I managed to work WD9EWK from my car using only my Kenwood HT and the omnidirectional whip mounted on the roof of my SUV. I didn’t have my voice recorder with me, so I didn’t get a recording though. Obviously using an omni antenna picks up a lot of signals and intermodulation distortion: there were all sorts of carriers and pager noise from all directions. Still, it was doable. QRP into an omni!

Narrow versus Wide FM

While discussing my experiments with weather satellite reception, I talked about how I made my recordings using the “WFM” or wide FM settings on my Radio Shack Pro 60 scanner. If you read up on this subject, you’ll find that the signals transmitted by these satellites have about a 50khz bandwidth. The normal “narrow” FM mode used by most HTs and scanners have about 15khz bandwidth. The wide FM settings have 200khz bandwidth. If you record a signal this way, you are about 6db down, and you have the potential to capture strong signals which would normally be out of band, but if it works, it works pretty well. But someone asked me “What happens if you record with the normal 15khz setting?”

So I did the experiment.

Narrow Versus Wide FM

The first bit of this run was recorded in the narrow setting. The majority was recorded in the wide setting. These were done using my VX-3R, which was handier than my Pro60. If you look at the top, you can see that the results are noisy, and we get no darks. If I thought really hard about this, I probably could tell you why this happens, but that’s what you get.

Addendum: I worked a bit on the image, cropped out the noisy bit, and adjusted the balance and color a bit. This is what you get.

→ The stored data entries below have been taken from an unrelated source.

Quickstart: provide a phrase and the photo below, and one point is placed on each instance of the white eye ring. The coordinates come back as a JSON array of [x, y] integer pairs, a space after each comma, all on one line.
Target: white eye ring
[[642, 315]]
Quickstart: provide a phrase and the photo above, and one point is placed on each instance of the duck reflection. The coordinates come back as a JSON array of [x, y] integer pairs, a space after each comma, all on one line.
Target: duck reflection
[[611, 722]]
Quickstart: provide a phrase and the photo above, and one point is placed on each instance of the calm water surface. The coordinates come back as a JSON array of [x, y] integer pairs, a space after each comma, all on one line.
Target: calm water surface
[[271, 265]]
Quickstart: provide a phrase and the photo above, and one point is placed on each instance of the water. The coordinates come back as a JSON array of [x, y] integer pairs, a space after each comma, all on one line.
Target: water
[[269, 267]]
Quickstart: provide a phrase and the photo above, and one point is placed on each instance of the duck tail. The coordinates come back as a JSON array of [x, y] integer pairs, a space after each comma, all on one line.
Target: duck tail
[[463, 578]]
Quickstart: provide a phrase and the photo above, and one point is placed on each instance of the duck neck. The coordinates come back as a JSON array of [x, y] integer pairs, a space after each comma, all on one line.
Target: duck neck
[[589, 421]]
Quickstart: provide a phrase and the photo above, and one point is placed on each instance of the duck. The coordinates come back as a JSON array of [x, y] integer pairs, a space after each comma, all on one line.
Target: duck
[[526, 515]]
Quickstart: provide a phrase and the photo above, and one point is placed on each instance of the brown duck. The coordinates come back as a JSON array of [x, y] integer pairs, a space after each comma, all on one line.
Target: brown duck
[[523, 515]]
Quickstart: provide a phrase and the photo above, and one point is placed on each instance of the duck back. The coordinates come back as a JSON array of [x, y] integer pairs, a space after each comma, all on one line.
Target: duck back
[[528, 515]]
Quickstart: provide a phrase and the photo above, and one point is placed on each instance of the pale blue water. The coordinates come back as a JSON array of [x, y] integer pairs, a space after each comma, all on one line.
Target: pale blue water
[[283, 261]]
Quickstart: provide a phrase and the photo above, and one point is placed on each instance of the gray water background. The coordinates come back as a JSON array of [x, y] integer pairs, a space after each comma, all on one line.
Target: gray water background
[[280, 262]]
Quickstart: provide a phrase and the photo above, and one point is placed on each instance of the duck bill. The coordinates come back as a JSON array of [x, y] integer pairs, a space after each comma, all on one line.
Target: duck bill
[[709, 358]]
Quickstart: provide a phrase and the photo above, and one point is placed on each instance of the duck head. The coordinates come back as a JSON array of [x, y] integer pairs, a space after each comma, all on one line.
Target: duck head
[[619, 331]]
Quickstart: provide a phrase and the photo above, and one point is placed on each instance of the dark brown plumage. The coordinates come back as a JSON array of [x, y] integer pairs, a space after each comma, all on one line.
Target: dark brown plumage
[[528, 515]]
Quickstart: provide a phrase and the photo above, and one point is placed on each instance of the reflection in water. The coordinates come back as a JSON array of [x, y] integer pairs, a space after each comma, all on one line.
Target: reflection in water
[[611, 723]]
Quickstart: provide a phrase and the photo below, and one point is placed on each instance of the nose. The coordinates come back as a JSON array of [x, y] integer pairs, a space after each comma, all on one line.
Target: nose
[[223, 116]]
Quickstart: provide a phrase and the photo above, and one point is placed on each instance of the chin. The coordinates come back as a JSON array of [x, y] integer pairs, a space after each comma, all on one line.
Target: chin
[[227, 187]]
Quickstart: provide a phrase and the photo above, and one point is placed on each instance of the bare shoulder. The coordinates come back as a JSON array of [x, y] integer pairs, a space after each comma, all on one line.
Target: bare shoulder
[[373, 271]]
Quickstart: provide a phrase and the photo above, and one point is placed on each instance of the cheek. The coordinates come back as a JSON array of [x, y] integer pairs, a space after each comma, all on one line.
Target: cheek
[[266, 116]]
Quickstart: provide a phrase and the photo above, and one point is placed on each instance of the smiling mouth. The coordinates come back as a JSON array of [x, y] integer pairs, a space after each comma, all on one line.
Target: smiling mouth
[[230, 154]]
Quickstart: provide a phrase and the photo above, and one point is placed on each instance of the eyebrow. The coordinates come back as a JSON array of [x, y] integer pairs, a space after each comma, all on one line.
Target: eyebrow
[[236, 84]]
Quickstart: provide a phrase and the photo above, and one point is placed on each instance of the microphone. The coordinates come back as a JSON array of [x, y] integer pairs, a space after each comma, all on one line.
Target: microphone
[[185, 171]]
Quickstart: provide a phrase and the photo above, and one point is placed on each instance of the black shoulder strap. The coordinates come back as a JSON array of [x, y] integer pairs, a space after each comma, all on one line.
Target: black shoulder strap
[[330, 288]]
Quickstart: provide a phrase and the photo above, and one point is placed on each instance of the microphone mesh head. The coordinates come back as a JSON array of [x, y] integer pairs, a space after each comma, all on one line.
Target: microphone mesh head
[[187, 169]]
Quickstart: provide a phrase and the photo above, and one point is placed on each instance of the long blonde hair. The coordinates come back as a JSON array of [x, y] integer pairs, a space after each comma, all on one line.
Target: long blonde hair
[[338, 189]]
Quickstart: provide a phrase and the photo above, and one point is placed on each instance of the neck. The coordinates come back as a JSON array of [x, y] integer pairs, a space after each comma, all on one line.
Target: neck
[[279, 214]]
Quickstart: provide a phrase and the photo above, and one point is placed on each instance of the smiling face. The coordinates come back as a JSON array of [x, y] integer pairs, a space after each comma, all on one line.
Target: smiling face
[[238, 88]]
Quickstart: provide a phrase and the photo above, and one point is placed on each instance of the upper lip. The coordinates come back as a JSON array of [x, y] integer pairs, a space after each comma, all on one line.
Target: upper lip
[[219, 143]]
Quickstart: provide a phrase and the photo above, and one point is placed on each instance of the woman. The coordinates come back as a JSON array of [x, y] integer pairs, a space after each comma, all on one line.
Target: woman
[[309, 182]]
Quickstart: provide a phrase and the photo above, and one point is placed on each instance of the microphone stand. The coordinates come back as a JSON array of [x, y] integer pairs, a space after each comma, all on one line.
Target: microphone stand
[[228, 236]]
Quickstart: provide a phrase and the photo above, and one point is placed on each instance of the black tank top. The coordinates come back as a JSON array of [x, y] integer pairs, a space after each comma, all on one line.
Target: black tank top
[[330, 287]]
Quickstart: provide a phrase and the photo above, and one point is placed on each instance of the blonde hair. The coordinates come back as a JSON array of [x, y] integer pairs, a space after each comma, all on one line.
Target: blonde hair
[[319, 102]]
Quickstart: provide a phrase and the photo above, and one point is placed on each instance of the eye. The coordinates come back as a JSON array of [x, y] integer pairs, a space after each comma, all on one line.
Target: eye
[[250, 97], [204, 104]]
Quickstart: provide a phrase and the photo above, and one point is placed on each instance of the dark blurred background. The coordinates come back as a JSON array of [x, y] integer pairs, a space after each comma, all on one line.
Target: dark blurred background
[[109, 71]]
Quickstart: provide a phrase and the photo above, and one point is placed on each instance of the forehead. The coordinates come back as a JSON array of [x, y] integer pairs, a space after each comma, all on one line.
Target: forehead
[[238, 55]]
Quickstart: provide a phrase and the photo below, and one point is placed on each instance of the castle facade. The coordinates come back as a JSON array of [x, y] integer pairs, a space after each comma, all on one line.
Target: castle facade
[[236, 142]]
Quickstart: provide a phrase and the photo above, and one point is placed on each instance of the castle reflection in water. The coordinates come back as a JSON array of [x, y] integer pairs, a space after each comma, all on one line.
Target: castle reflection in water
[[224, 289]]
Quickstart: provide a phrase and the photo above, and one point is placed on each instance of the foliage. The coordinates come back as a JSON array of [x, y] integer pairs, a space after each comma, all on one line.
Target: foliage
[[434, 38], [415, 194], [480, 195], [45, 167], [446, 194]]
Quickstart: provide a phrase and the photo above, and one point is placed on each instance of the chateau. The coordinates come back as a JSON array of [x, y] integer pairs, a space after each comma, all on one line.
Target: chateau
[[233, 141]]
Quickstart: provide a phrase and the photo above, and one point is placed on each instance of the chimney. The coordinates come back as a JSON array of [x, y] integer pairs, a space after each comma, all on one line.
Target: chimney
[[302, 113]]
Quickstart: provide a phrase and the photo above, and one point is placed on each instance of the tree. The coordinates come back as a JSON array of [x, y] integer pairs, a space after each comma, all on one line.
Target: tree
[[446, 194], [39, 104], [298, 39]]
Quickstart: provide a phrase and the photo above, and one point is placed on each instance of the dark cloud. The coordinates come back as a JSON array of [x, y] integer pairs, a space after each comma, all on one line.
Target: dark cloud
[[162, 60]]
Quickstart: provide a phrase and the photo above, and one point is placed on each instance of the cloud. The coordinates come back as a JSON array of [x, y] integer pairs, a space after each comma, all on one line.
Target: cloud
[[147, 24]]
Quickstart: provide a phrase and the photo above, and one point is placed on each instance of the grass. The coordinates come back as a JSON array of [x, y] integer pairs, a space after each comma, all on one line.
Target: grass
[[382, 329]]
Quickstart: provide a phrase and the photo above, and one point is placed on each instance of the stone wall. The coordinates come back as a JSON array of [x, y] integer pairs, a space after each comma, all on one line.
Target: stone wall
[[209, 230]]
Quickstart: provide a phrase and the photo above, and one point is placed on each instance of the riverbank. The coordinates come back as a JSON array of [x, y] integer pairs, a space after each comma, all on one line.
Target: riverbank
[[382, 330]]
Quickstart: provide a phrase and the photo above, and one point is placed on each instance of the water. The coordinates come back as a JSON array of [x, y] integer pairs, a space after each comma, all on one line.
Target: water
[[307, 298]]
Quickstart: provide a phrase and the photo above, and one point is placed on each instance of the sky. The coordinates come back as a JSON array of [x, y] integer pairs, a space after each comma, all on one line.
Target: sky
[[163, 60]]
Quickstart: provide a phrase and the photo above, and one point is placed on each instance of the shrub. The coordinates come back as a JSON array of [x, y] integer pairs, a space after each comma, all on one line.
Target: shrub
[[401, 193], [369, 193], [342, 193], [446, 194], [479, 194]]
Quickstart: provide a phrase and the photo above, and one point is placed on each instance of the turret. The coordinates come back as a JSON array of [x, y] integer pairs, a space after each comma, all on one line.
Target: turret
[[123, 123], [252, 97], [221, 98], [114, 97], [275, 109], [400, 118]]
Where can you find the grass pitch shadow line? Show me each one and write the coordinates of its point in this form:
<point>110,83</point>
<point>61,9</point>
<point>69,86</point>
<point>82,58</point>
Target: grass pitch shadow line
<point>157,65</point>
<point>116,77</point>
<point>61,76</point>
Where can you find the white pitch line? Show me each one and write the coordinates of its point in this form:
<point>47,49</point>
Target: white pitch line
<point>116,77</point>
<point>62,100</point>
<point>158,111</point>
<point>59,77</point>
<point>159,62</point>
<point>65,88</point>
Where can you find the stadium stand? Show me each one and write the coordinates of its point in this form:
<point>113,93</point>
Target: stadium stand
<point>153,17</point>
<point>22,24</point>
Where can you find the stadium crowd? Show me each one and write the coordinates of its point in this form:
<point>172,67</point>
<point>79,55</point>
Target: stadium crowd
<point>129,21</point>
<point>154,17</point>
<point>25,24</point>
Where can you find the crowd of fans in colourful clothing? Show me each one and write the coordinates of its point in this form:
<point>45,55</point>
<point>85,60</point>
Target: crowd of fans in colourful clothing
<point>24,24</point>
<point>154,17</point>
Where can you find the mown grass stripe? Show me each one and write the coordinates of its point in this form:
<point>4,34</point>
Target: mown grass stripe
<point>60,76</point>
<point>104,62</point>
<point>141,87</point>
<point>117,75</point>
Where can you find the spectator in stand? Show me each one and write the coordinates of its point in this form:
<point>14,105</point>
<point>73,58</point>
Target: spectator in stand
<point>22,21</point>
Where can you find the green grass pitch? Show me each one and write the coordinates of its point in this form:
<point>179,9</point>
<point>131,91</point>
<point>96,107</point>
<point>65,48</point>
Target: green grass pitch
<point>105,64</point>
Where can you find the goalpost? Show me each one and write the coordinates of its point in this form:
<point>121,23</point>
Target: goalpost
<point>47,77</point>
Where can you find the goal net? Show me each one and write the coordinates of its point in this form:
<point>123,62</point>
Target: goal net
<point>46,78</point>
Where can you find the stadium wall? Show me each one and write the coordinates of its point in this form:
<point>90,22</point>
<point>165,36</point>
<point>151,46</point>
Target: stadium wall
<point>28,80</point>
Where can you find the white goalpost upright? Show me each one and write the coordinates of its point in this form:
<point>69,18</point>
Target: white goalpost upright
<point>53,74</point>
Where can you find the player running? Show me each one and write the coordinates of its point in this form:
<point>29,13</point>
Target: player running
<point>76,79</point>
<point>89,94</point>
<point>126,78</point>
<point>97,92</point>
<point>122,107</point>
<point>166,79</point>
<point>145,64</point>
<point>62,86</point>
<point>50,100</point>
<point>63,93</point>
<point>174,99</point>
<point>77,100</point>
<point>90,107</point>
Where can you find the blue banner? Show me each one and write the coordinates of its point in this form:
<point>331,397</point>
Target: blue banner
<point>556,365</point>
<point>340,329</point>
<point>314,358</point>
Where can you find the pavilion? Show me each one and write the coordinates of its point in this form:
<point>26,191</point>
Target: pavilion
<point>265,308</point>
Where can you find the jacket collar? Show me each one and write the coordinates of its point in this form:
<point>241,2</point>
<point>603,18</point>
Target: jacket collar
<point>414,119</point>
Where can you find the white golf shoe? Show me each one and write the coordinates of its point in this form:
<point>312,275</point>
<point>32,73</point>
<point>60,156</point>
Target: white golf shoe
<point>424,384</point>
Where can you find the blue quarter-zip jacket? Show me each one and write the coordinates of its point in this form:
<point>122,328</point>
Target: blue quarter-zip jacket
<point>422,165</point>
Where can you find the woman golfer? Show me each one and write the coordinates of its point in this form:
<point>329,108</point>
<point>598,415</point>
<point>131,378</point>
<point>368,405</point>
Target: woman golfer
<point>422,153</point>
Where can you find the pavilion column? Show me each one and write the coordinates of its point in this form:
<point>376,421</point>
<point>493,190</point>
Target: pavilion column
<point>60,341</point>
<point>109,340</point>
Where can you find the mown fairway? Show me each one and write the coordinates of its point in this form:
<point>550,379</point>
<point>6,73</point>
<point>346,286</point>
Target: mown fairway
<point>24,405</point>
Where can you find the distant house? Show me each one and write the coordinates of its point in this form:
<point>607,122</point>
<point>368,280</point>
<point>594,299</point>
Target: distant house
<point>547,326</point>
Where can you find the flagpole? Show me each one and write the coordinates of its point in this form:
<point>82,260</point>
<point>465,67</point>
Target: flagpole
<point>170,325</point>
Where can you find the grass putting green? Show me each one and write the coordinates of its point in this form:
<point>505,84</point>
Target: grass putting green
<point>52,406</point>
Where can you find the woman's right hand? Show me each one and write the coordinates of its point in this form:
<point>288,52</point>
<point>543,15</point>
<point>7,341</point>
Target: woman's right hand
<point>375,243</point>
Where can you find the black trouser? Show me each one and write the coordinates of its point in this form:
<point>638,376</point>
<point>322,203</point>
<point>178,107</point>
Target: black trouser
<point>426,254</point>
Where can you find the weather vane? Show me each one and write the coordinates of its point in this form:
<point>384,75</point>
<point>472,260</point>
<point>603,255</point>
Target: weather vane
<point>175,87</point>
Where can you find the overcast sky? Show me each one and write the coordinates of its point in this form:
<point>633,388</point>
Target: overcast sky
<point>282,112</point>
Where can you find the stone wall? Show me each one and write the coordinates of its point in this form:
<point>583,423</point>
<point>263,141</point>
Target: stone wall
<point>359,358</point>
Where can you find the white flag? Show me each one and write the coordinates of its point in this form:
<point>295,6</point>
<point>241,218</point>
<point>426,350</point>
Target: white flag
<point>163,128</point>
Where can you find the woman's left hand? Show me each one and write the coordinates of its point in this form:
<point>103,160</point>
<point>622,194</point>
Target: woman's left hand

GIMP’ed version of the same picture, cropped, rectified.

Chatting on AO-51

It was positively chatty on the westward pass of AO-51 this morning. For fun, I reduced power to just 1w on my HT, and nobody seemed to notice, although it did get scratchy at the end of the pass.

Dec 16 pass of AO-51, 8:57 Local Time

The beginning of the pass is a little noisy, because for some reason I thought the pass was going to the east, when it was in fact a western pass. I was fishing around with the antenna, trying to track it to the east. Once I realize how stupid I was, it settles in to a fairly strong signal.